Reframing New Year’s Resolutions

The vast majority of us are well aware of the futility of New Year’s resolutions. Many of us have simply stopped making them, knowing that we’re not likely to honor these commitments for more than a few weeks. Forgoing new year’s resolutions avoids the inevitable disappointment we feel when we fail to honor the commitments we made to ourselves. It also helps us avoid hits to our confidence.

As the new year is approaching I find myself, once again, wondering whether or not to make new year’s resolutions. I hadn’t for the past several years, but I couldn’t help but wondering whether or not that inaction was serving me well. During these mental meanderings I realized why I wasn’t fulfilling previous resolutions. I’d like to share what I discovered with you.

Resolution

Implicit in the word resolution is the word “should.” When we make new year’s resolutions we typically are resolving to do things we know that we should do, but aren’t doing. Consequently, we ask ourselves to do things we don’t really want to do. Who really wants to lose weight or exercise more frequently? Who wants to more consistently perform tasks that need doing but we hate doing?
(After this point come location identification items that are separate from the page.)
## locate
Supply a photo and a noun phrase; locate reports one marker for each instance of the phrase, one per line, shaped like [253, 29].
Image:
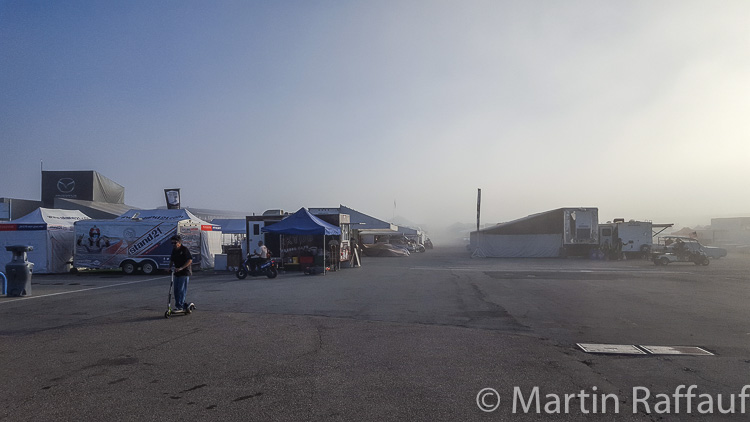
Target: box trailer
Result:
[141, 244]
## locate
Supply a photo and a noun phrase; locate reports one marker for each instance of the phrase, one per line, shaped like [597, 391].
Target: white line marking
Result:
[544, 270]
[81, 290]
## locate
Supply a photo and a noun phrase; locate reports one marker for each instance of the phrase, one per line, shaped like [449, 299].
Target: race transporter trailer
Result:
[140, 240]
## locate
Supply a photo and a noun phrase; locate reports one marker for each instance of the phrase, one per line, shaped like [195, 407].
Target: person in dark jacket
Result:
[180, 262]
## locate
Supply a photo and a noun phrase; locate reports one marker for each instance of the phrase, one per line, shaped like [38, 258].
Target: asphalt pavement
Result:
[414, 338]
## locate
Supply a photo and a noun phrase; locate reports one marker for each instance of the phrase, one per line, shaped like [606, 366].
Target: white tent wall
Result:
[210, 246]
[518, 246]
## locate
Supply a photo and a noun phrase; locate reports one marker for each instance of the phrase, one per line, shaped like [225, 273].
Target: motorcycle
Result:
[267, 268]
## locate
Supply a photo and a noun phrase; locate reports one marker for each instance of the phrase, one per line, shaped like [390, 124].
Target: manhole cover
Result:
[677, 350]
[614, 349]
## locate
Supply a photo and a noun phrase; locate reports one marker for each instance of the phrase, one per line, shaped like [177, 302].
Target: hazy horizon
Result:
[638, 109]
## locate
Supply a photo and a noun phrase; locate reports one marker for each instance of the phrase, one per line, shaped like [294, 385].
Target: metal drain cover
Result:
[613, 349]
[677, 350]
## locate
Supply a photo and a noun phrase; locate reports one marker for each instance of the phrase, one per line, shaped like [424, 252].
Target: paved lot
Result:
[400, 339]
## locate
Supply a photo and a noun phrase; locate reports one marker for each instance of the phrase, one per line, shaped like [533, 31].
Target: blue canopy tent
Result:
[304, 223]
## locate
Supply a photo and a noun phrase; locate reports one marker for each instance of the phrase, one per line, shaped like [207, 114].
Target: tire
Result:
[148, 267]
[128, 267]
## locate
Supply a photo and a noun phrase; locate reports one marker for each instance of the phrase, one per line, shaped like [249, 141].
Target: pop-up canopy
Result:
[303, 223]
[49, 231]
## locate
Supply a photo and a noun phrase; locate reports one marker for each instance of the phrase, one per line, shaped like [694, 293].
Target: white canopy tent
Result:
[49, 231]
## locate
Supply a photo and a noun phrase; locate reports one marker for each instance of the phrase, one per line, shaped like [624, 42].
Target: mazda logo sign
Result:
[66, 185]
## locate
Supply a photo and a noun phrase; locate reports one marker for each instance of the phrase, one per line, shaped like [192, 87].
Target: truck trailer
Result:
[143, 244]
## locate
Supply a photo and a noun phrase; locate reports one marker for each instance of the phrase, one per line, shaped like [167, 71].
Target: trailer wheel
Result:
[148, 267]
[128, 267]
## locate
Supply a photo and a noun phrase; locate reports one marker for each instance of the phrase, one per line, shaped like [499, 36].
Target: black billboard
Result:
[81, 185]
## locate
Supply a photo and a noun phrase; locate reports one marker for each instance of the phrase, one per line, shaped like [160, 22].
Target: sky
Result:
[392, 107]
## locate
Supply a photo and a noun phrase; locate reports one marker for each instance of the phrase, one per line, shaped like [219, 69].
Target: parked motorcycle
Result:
[267, 268]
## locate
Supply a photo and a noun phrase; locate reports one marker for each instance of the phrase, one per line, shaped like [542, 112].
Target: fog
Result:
[397, 109]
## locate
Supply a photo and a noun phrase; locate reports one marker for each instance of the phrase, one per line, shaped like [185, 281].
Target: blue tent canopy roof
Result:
[304, 223]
No one that I know. Oh, we say that’s what we want, but if we truly wanted that result we’d already be doing it. So the key to making new year’s resolutions work is to reframe what we want into something we enjoy.

Reframing

Let’s say that I resolve to lose 15 pounds and exercise more consistently. While logically I know I’ll be better off doing these things, neither resolution creates any desire to do them. In other words, I need to reframe these resolutions in a way that creates desire. But before we get to desire, we have to tap into what we already know.

Knowledge

I know that when I exercise I crave better foods. I’m also less likely to overeat. Armed with this knowledge I can now pursue activities that I enjoy that can replace what we traditionally view as exercise. I know that I’m more likely to engage in activities I enjoy and that, as a result, I’ll develop better eating habits. I know that the combination of the two will produce the desired result. And it’s all driven by desire.

Desire

I enjoy being outdoors. So I explore activities that enable me to be outdoors and active. This fall, on a particularly beautiful day, I used a long-pole trimmer to take out the lower limbs on some of our trees. On other beautiful days, I hand raked the leaves in the yard.

During the winter months, my wife and I hand shovel the snow (only 2 to 3 inches at a time) and we pace ourselves. I’ll walk our dogs even on colder days enjoying the freshness of the air. Of course, I have the attire I need to keep me comfortable.

Enjoyment/happiness

Your interests are likely to be very different from mine. The key is to find activities that enable you to enjoy what makes you happy…and simultaneously enables you to achieve what you desire instead of something you feel you “should” be doing.

For you

As you ponder whether or not to make a new year’s resolution this year, make a conscious choice to do more of what makes you happy. In all likelihood, you’ll get the result you desire.

For our kids

When you find your kids struggling with a task they should be doing, ask them to consider ways in which the task could become fun. Then help them reframe the task in terms of what they enjoy. Not only are they more likely to perform the task quickly and effectively, you won’t have to hound them to do so.